How do you test your DAGs locally before pushing to staging/prod?

Hi all,

Recently we are preparing to upgrade our CC1-Airflow1 setup to CC2-Airflow2. For ease of development, we are looking at how to setup a Airflow 2 environment that's close to CC2 actual environment and are delighted to know with CC2 there's a specific `composer-dev` CLI to create a docker container that use Google's CC local dev image. That seems to a great offering on the tin as that would save lots of setup time for us! However, things aren't as it seems in actual world it seems...

When using the image by `composer-dev`, it is massively restrictive which result in the scheduler constantly crashing on DAGs that has a lot of concurrent operations (compute lights, just API requests).

Back in CC1-Airflow1 we have our own docker-compose which spawns the whole setup in a proper way (with separate SQL db image and redis image etc.) so we can as well setup the same for CC2. However, doing so will be defiance of the reason for using CC2 official images, to develop based on a similar environment.

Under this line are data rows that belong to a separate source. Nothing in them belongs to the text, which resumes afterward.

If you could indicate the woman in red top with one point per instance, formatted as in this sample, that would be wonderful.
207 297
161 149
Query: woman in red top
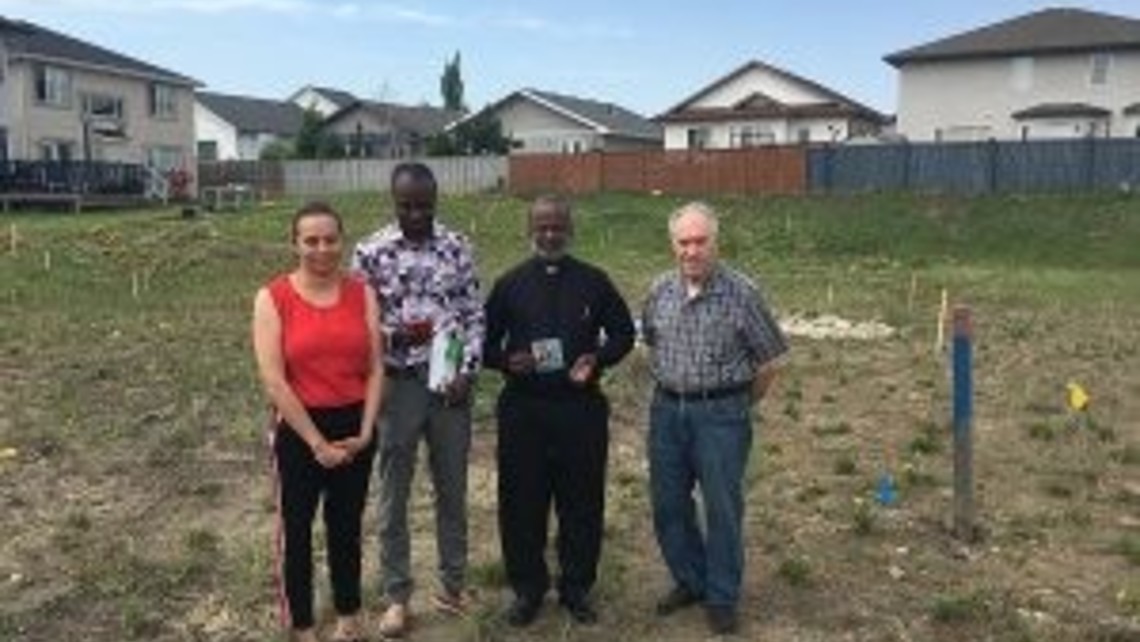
317 344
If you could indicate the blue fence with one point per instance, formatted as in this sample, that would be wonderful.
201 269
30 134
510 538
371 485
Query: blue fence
977 168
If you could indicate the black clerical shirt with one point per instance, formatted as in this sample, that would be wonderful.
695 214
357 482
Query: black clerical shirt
559 310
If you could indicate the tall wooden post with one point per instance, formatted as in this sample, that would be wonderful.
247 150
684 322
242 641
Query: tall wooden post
963 421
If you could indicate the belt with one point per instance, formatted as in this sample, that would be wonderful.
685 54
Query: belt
406 372
706 395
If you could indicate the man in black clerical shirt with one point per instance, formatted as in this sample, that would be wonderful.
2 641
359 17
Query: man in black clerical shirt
553 324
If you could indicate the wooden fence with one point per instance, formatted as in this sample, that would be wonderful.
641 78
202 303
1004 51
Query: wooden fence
758 170
312 178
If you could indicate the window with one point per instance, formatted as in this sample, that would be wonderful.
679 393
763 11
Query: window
57 151
698 138
164 157
163 100
53 86
1022 73
103 105
1098 68
208 151
750 136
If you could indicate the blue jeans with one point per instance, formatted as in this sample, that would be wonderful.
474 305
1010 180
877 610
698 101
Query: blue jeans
700 444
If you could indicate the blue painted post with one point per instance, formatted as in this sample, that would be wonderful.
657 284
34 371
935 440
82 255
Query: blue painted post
963 421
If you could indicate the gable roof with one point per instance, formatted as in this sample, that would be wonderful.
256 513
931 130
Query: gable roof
29 41
1048 31
254 114
422 120
758 105
605 118
339 97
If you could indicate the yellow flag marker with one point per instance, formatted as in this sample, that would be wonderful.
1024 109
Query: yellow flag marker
1077 397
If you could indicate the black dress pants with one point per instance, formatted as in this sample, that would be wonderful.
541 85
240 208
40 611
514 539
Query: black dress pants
304 484
552 449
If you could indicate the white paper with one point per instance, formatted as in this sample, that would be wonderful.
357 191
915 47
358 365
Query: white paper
444 364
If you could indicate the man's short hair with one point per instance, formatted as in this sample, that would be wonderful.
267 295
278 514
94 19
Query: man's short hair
695 208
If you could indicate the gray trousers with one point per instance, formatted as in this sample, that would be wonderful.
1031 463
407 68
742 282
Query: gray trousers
410 412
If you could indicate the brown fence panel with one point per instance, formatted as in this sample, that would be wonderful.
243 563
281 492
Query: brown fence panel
759 170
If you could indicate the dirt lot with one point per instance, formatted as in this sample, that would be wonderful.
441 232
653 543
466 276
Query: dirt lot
135 497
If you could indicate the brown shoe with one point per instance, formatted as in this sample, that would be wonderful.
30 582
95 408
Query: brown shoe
395 622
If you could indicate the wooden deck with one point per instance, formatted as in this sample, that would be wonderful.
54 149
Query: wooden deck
73 201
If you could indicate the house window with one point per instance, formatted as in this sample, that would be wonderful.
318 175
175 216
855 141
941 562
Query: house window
1022 73
698 138
56 149
53 86
163 100
208 151
103 105
164 157
1098 68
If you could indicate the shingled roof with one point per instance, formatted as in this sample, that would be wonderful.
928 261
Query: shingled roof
245 113
29 41
1049 31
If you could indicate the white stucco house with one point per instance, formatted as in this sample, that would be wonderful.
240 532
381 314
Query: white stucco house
326 100
760 104
544 122
1053 73
238 128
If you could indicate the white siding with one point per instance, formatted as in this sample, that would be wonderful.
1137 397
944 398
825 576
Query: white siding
210 127
542 131
979 96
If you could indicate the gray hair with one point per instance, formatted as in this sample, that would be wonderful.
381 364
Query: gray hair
695 208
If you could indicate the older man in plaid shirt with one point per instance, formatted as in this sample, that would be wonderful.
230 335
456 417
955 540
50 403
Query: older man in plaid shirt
714 347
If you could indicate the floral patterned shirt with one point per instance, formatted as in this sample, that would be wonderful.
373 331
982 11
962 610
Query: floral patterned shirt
433 281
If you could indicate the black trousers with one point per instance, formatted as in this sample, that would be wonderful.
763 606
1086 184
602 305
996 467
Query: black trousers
552 449
302 485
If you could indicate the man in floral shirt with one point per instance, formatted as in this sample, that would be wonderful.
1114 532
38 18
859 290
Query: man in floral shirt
425 277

I would be nice to know how do CC2 community members develop? What's the development flow like and do you manage to test something big with instance created by `compose-dev`?

Thank you

Q

 

0 1 1,336
1 REPLY 1

There are multiple ways to test DAGs locally in Google Cloud before deploying them to staging or production environments.

One option is to use the composer-dev CLI, which creates a Docker container using Google's CC local development image. This allows you to test your DAGs in an environment that closely resembles the actual CC2 environment. However, it's important to note that the composer-dev image has limitations and may not handle DAGs with high concurrency well.

Another approach is to set up your own Docker Compose environment. This gives you more flexibility and control over the testing environment for your DAGs. However, this method may require more setup and maintenance effort.

Alternatively, you can consider using cloud-based testing services. These services provide isolated environments specifically designed for testing DAGs. They can handle DAGs with high concurrency and offer a convenient way to test your DAGs in a controlled environment.

The specific development flow for testing DAGs locally in Google Cloud depends on the chosen method. However, the general steps involved are as follows:

  1. Create a test environment.
  2. Install the necessary Airflow dependencies.
  3. Load your DAGs into the test environment.
  4. Run and test your DAGs to ensure their functionality.
  5. Fix any errors or issues that arise during testing.
  6. Once you are satisfied with the performance and functionality of your DAGs, you can proceed to deploy them to staging or production.

Here are some additional tips to enhance your DAG testing process:

  • Use a consistent naming convention for your DAGs and tasks to facilitate error tracking.
  • Include comments in your DAGs to document the purpose of each task and the expected output.
  • Implement unit tests to verify the functionality of your DAGs.
  • Leverage debugging tools to step through your DAGs and troubleshoot any errors that occur.